BAE Dışişleri Bakanlığı tarafından yayımlanan son istatistikler, BAE'nin 2014-2025 yılları arasında 3,5 milyar dolar değerinde insani yardım ve kalkınma yardımı sağladığını ortaya koyarken, 2023'te çatışmanın patlak vermesinden bu yana 600,4 milyon dolar tahsis edildi. Bu yardımlardan iki milyondan fazla kişi doğrudan faydalandı.

defd
Sudan'a yönelik Suudi yardımı hava yoluyla ulaştırıldı. (Şarku’l Avsat)

Bu çabaların bir parçası olarak BAE, Şubat 2025'te Addis Ababa'da düzenlenen Sudan için Üst Düzey İnsani Yardım Konferansı'nda 200 milyon dolar taahhüt etti. BAE ayrıca 162 uçak ve bir deniz sevkiyatı aracılığıyla, 6 bin 388 tonu Sudan içinde ve 280 tonu tıbbi yardım olmak üzere 12,6 bin ton gıda, sağlık ve yardım malzemesi dahil olmak üzere yardımların ulaştırılmasına katkıda bulundu.

Sudanlı mültecileri desteklemek üzere Çad'a 6 bin ton ve Uganda'ya 200 ton gönderildi. Ayrıca bir sağlık merkezine destek sağlandı, 3 su kuyusu açıldı ve 10 sağlık tesisi inşa edildi. BAE ayrıca, Güney Sudan'daki mültecilere 300 ton yardım sağladı.

Sağlık sektörü

Sağlık sektöründe BAE, Çad'da 90 bin 889'dan fazla hastaya tıbbi hizmet sağlayan iki sahra hastanesi kurdu ve Güney Sudan'ın Bahr el-Gazal eyaletinde bir hastane açtı. Ayrıca 14 Sudan eyaletinde 127 sağlık tesisi desteklendi.

İstatistikler, BAE'nin Sudan'da faaliyet gösteren BM kurum ve kuruluşlarına 70 milyon dolar, komşu ülkelerdeki Sudanlı mültecilere de 30 milyon dolar sağladığını gösterdi.
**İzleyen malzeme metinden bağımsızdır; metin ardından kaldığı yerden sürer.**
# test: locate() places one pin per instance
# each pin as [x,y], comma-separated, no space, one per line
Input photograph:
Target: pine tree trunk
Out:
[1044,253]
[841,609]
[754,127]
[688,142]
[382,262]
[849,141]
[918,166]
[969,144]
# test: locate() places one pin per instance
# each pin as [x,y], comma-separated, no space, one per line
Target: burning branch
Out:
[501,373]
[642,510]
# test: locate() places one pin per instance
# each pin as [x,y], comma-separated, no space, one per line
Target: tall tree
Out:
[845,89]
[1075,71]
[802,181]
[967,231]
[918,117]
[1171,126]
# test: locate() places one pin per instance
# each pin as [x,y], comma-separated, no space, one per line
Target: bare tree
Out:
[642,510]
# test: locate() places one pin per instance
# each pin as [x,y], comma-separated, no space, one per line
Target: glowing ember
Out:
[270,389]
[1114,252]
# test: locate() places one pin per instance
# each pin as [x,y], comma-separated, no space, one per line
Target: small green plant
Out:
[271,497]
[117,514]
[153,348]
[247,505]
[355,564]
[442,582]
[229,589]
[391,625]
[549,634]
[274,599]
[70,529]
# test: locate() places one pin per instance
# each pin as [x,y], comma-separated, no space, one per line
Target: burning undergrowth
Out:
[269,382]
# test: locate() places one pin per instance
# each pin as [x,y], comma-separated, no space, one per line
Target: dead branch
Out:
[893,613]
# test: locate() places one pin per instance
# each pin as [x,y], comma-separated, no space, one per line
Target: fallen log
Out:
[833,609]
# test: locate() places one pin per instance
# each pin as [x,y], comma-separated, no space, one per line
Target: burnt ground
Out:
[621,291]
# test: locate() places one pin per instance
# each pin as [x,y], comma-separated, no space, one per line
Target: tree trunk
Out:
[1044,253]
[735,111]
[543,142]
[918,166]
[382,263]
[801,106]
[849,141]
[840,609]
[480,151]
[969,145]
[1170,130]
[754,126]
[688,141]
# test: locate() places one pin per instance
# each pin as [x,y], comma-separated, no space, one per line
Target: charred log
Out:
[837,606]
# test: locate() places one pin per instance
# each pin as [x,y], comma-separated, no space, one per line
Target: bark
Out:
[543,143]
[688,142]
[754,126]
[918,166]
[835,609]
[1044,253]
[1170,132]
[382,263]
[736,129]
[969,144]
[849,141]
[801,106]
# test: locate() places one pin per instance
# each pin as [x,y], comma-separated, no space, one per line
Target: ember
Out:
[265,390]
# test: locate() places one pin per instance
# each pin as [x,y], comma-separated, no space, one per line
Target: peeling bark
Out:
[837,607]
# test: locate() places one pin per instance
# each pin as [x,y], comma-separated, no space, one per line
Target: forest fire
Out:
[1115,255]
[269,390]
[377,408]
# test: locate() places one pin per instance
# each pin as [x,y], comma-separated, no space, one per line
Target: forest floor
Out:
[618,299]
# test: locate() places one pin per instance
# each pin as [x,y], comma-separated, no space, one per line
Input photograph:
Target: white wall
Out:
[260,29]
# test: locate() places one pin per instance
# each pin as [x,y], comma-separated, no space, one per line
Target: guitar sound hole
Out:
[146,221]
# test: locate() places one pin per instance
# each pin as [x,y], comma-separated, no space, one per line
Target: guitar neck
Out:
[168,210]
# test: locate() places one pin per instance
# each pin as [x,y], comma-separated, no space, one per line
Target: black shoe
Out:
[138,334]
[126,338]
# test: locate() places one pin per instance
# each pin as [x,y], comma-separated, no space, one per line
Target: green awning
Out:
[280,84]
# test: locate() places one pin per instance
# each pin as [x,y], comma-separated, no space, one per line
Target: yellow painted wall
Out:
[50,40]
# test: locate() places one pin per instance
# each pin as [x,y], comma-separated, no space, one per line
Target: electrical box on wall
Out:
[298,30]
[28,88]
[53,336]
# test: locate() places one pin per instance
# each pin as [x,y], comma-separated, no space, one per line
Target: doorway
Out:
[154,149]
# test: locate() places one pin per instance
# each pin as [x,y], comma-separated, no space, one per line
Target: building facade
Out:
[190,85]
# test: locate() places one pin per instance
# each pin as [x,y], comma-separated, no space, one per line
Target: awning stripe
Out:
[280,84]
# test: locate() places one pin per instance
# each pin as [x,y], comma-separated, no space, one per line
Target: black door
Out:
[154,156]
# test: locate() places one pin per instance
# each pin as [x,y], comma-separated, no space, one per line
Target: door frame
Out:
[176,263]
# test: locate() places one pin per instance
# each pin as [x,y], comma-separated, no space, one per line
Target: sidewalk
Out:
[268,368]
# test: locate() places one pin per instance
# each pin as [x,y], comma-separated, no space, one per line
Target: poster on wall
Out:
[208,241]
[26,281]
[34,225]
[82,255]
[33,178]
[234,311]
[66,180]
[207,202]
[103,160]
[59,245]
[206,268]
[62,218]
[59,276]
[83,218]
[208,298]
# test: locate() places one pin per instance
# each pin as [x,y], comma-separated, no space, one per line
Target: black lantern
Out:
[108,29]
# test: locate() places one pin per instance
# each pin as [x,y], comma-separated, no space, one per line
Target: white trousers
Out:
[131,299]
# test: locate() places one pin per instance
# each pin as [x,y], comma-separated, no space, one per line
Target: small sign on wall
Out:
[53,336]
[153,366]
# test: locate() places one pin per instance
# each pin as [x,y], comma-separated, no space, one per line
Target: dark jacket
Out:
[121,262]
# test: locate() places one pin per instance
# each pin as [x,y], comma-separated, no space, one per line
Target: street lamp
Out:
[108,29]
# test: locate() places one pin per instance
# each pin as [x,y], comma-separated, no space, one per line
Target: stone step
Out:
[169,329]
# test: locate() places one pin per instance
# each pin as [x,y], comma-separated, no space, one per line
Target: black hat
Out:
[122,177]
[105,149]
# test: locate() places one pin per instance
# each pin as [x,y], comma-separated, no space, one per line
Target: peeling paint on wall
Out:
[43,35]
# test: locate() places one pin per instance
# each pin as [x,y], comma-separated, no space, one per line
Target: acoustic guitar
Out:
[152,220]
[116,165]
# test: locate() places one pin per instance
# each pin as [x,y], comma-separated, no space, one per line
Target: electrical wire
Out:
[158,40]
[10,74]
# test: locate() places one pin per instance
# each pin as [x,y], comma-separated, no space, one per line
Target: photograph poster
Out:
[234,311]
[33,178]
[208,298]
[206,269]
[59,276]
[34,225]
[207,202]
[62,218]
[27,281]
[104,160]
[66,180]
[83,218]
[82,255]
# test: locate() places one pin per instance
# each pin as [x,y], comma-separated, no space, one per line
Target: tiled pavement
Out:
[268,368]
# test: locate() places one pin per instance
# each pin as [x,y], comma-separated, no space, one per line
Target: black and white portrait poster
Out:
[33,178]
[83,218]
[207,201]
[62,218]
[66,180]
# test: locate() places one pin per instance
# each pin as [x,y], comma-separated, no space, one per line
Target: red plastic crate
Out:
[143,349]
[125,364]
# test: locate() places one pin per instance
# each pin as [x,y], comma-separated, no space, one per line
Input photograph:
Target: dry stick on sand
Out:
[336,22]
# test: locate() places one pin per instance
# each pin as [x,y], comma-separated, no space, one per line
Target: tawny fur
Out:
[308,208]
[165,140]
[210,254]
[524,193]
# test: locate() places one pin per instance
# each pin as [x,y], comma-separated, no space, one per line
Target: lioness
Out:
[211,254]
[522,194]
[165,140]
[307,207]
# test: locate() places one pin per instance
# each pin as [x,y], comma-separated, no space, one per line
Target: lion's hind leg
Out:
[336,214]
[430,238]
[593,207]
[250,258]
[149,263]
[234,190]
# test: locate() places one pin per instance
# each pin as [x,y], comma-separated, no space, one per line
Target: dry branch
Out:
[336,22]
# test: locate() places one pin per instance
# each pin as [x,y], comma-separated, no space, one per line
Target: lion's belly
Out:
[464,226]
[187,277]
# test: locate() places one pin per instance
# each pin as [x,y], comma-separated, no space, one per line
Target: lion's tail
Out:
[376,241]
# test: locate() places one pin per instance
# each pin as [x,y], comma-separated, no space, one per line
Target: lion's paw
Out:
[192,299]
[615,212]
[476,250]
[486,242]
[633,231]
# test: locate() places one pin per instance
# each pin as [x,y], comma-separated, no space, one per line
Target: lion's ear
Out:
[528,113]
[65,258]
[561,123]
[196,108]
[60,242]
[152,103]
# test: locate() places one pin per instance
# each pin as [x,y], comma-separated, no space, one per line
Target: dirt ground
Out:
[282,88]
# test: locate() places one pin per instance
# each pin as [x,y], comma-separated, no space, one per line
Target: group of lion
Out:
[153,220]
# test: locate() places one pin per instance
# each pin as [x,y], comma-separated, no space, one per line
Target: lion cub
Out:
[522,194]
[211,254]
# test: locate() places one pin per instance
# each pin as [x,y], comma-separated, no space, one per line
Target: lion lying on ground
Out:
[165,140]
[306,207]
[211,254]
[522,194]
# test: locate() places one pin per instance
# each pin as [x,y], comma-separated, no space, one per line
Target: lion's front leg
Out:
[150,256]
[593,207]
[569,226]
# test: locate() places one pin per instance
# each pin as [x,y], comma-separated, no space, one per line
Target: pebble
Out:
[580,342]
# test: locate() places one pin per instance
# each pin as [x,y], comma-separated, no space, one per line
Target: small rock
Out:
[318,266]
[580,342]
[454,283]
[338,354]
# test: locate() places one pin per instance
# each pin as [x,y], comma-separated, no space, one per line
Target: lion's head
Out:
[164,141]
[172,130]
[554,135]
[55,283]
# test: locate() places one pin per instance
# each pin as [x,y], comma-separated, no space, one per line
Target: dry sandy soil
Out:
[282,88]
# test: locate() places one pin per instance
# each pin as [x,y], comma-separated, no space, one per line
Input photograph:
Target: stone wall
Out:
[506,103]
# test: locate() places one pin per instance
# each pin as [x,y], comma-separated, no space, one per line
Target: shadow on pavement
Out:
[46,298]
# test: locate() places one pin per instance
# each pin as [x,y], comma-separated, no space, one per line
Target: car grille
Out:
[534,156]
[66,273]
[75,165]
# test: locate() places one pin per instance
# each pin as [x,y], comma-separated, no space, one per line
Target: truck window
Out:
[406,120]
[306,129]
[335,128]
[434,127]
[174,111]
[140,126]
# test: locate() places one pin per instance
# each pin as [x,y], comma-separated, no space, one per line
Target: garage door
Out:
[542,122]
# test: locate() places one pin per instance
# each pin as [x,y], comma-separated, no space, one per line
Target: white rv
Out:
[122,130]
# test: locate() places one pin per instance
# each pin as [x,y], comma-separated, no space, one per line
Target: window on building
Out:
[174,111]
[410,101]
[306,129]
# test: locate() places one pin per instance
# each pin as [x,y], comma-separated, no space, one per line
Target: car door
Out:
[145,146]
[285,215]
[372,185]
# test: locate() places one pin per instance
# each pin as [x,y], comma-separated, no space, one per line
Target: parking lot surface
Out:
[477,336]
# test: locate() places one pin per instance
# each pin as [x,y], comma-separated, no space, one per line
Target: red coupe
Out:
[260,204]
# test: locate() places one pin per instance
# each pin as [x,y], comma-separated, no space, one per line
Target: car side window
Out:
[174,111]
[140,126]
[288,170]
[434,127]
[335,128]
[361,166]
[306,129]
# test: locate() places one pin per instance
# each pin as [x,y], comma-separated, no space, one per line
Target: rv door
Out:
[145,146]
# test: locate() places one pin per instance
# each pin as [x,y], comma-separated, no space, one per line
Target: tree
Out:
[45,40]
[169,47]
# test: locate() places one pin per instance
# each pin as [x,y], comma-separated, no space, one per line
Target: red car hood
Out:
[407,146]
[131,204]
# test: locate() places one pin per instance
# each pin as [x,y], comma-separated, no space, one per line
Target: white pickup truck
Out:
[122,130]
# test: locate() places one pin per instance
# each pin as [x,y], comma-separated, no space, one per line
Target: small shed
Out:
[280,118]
Buna Dünya Gıda Programı (WFP) için sağlanan 25 milyon dolar da dahil.

csdvfgt
BAE yardımı, Sudan'da mağdur olanlara yardım etmek için çeşitli kalemler içeriyor. (WAM)

Söz konusu mali katkılar şöyle: WFP’ye 25 milyon dolar, Birleşmiş Milletler Mülteciler Yüksek Komiserliği'ne (UNHCR) 20 milyon dolar, Dünya Sağlık Örgütü'ne (WHO) 8 milyon dolar, Birleşmiş Milletler Çocuklara Yardım Fonu'na (UNICEF) 7 milyon dolar, Birleşmiş Milletler Gıda ve Tarım Örgütü’ne (FAO) yaklaşık 5 milyon dolar ve Birleşmiş Milletler İnsani İşler Koordinasyon Ofisi’ne (OCHA) yaklaşık 5 milyon dolar.

Ek destek

BAE ayrıca, krizden etkilenen Sudanlı mülteci kadınlar için WHO’ya 3 milyon dolar, UNHCR'ye 3 milyon dolar, Birleşmiş Milletler Nüfus Fonu'na (UNFPA) 2 milyon dolar, Kadın Barış ve İnsani Yardım Fonu'na 2 milyon dolar ve Çad'daki Toplumsal Cinsiyete Dayalı Müdahale Programı'na 250 bin dolar olmak üzere 10,25 milyon dolar değerinde ek destek sağladı.

Eğitime destek bağlamında BAE, UNICEF ile Çad'daki Sudanlı mültecilerin eğitimine 4 milyon dolar destek sağlamak üzere bir anlaşma imzaladı.

Bu çabalar, Sudan'ın hem ülke içinde hem de mülteci kamplarında milyonlarca insanın yaşam koşullarının kötüleştiği bir ortamda, insani krizi hafifletmek için daha koordineli bir uluslararası desteğe ihtiyacı olduğunu vurguluyor.